NDA group is proud to welcome Marianne Scheel Fjording, Ph.D. as a member of the Advisory Board, adding essential expertise in bioanalysis and immunogenicity assessment to the team.

Marianne is a highly experienced expert in regulated bioanalysis and immunogenicity, with an emphasis on bioanalytical method development and validation of advanced biologics. She has a wealth of experience in the development of gene and cell therapies, engineered proteins, therapeutic antibodies, and derivatives, as well as biosimilars.

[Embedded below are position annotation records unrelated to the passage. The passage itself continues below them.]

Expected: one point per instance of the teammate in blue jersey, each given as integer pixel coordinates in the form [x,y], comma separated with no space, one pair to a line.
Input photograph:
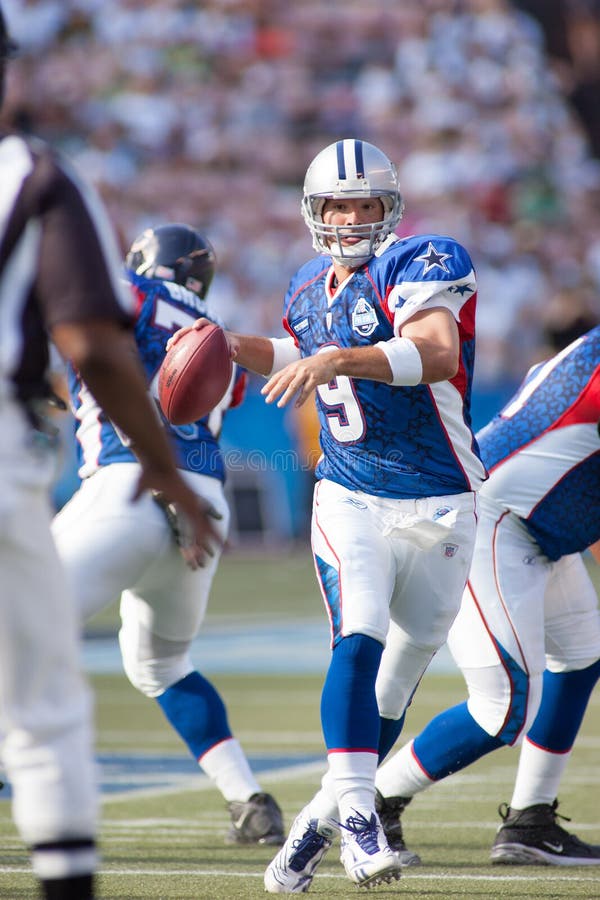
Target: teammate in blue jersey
[382,329]
[111,548]
[527,637]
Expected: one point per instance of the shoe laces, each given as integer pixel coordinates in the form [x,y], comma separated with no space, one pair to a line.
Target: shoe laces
[364,830]
[547,810]
[306,846]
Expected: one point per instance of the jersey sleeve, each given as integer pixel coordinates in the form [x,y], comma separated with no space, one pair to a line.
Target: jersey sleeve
[433,272]
[79,275]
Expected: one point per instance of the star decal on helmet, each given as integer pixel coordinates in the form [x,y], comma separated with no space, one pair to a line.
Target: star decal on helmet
[433,259]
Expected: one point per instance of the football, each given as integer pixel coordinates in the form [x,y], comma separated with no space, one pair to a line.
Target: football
[194,375]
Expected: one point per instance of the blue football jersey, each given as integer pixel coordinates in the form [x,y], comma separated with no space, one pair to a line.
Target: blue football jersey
[543,450]
[162,308]
[391,441]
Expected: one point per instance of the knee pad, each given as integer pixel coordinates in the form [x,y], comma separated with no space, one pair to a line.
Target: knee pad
[503,704]
[152,664]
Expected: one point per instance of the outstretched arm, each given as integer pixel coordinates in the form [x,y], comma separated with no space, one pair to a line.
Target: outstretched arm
[106,357]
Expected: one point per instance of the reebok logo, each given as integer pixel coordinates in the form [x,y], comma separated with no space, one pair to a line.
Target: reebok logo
[556,848]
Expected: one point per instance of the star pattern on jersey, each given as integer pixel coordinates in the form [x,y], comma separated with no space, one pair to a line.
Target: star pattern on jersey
[433,259]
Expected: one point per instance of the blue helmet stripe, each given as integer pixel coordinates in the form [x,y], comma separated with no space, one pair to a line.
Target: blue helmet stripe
[340,155]
[360,171]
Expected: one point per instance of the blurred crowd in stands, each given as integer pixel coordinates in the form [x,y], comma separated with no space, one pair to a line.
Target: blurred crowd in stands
[209,113]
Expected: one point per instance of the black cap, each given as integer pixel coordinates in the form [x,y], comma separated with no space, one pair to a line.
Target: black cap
[8,47]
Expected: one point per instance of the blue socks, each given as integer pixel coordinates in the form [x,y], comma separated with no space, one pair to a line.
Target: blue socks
[452,741]
[196,712]
[349,714]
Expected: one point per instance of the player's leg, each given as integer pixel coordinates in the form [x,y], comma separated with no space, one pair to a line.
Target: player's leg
[105,541]
[356,570]
[497,640]
[160,617]
[530,832]
[46,705]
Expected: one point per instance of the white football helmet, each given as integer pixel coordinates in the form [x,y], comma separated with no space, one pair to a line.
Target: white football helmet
[351,169]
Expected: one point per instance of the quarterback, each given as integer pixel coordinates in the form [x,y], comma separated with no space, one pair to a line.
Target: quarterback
[381,331]
[112,548]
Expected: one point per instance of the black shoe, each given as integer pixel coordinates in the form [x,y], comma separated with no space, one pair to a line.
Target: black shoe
[532,836]
[389,810]
[256,821]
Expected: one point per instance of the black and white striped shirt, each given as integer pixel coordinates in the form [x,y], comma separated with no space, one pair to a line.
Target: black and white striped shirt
[58,261]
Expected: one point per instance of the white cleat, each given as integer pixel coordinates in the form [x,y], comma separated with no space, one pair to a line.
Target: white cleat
[293,869]
[365,855]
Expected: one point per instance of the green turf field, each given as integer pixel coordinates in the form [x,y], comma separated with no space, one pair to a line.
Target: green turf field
[168,842]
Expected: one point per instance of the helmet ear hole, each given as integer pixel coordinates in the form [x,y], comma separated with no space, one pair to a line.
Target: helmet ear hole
[351,169]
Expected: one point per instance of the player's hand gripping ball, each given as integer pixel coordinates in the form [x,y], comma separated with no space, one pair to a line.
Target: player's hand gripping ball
[194,375]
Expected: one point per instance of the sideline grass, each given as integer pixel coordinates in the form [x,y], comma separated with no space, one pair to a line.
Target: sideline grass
[159,845]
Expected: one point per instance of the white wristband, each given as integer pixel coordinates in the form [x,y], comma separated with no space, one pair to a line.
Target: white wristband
[284,352]
[404,359]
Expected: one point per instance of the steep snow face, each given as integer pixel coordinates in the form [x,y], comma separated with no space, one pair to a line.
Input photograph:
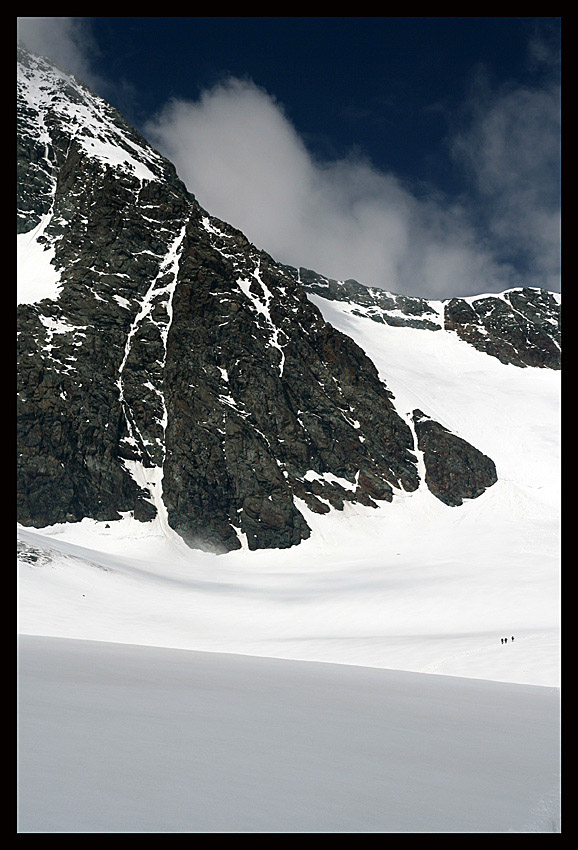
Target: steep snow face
[412,585]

Marianne, who holds a PhD in biochemistry from Copenhagen University, Denmark, is the founder and CEO of Biolyzr, a Copenhagen-based consultancy specializing in bioanalytical services. Prior to this, she held key positions of increasing responsibility in the industry, including SO of BioAgilytix and Scientific Director of translational sciences at Novo Nordisk.

Kurt Stoeckli, President of NDA Advisory Board, expressed his excitement about Marianne joining the team, stating that her deep expertise and extensive experience in modern bioanalysis are tremendous assets to the group. Her engagement will be crucial in helping global NDA clients shape their development and quality strategies for next-generation assets while remaining compliant with the latest regulatory requirements. Marianne's unique blend of profound knowledge, practical experience, and contextual judgment makes her a valuable addition to the NDA Advisory Board.

Marianne's expertise spans non-clinical and clinical drug development, including the supervision of projects following regulatory BMV guidelines and GLP/GCP regulations. She has developed and implemented bioanalytical strategies for a wide range of therapeutic modalities, including peptides, proteins, PEG-proteins, therapeutic monoclonal and multidomain antibodies, and ATMP's. Additionally, Marianne has significant experience in providing scientific input to GLP/GCP audits and has developed and implemented biomarker strategies for new therapeutic modalities, with a focus on decision-enabling strategies.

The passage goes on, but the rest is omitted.